Any help or advice would be great??? Maybe it's me doing something wrong??? :dunno:


----------



## Kevin137

Yes, i think it is something to do with the feature itself and the wax or lack of it on your board...

It can and does change throughout a session considerably, this is, i assume due to the amount of wax transferred from boards to boxes, thus making it slide more as the day goes on...

I may be wrong, sure someone will come along and correct me... Hehe


----------



## Deacon

Isn't that what happens when your edges aren't detuned? Either way, that sucks that happened, but way to tough it out man!


----------



## Mystery2many

Its happened to me quite a few times and typically on a warmer day were the snow would melt on a box causing a suction or lack of air between the two flat surfaces. From my understanding, the easiest way I can explain it is... have you ever had a cup or plate on a flat table and it seem suctioned to the table due to condensation and a wet surface. 

If you feel it start to suck to the feature, try to lift the board a little allowing air to separate the two surfaces.

Plus, when you wax you're board the last part is very important. I use a scotch pad and rub cross ways to allow venting. 
\\\V/// that pattern


----------



## Donutz

Yep. I got tossed off a flat box onto my shoulder once when my board stopped and I didn't. In my case though, I have a tendency to stand too tall. Bending my knees more has helped.


----------



## KillerDave

Thanks guys, I reall was thinking it was just me getting it so wrong!

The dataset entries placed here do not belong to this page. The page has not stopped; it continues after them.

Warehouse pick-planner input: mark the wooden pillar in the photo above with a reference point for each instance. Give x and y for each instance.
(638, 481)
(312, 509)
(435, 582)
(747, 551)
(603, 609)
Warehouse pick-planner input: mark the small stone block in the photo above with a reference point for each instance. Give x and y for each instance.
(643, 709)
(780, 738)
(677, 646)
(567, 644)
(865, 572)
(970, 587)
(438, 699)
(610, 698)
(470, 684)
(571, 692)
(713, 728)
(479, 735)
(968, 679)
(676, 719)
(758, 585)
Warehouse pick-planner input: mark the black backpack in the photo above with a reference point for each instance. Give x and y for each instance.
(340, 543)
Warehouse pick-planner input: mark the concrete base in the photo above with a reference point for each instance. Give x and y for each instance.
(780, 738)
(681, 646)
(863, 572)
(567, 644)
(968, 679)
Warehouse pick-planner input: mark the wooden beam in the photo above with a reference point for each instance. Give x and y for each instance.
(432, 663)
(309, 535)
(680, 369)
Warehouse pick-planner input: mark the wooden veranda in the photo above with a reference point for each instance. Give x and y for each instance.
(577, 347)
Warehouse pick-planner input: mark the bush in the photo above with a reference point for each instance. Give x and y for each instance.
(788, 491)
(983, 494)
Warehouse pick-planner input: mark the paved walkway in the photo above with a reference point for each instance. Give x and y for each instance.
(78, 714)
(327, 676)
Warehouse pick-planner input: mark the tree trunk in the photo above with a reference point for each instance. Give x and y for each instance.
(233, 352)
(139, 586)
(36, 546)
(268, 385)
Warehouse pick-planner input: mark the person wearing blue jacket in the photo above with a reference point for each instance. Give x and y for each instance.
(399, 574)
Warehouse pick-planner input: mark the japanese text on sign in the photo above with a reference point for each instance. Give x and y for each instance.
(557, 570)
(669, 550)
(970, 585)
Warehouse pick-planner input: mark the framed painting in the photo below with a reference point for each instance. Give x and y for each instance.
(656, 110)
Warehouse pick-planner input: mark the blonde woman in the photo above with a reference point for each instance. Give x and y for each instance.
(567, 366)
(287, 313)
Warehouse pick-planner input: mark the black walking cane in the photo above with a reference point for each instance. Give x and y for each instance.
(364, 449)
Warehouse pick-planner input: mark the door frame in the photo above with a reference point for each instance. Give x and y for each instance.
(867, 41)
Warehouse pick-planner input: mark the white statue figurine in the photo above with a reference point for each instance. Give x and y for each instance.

This should be a simple run in, line it up and ride it out but man, I can get it wrong and bust myself up!!! Donutz, I too stand tall… I think if I lower my center, I will stand a better chance of countering it if and when it happens again???

Anyway, here are some pictures… the 1st is our little slope… You can see the BOXZILLA in the lower right side, the 1st section after the small flat is where it kicked me off and I landed at the end of the middle flat just before the rainbow.









I know my briuses are not so bad but this is how it looks today…. The body heals and I live to ride again!


----------



## wrathfuldeity

KD, Sorry about the leg. But your indoor park is better than our outdoor real mt. park.:icon_scratch:


----------



## Kevin137

That is funny.... Not your injuries, the fact that someone thinks the parks indoors are better than there outdoor parks i mean... 

They only last a day tops, then are wiped out and rebuilt, unlike the parks on hills that certainly in Norway get bashed and lucky to be reshaped once a week...

I say that in jest of course, we get them done twice a week...


----------



## KillerDave

Kevin137 said:


> That is funny.... Not your injuries, the fact that someone thinks the parks indoors are better than there outdoor parks i mean...
> 
> They only last a day tops, then are wiped out and rebuilt, unlike the parks on hills that certainly in Norway get bashed and lucky to be reshaped once a week...
> 
> I say that in jest of course, we get them done twice a week...


Our park stays open Thursday to Saturday most weeks and they groom it every night on park nights and they half way through the week.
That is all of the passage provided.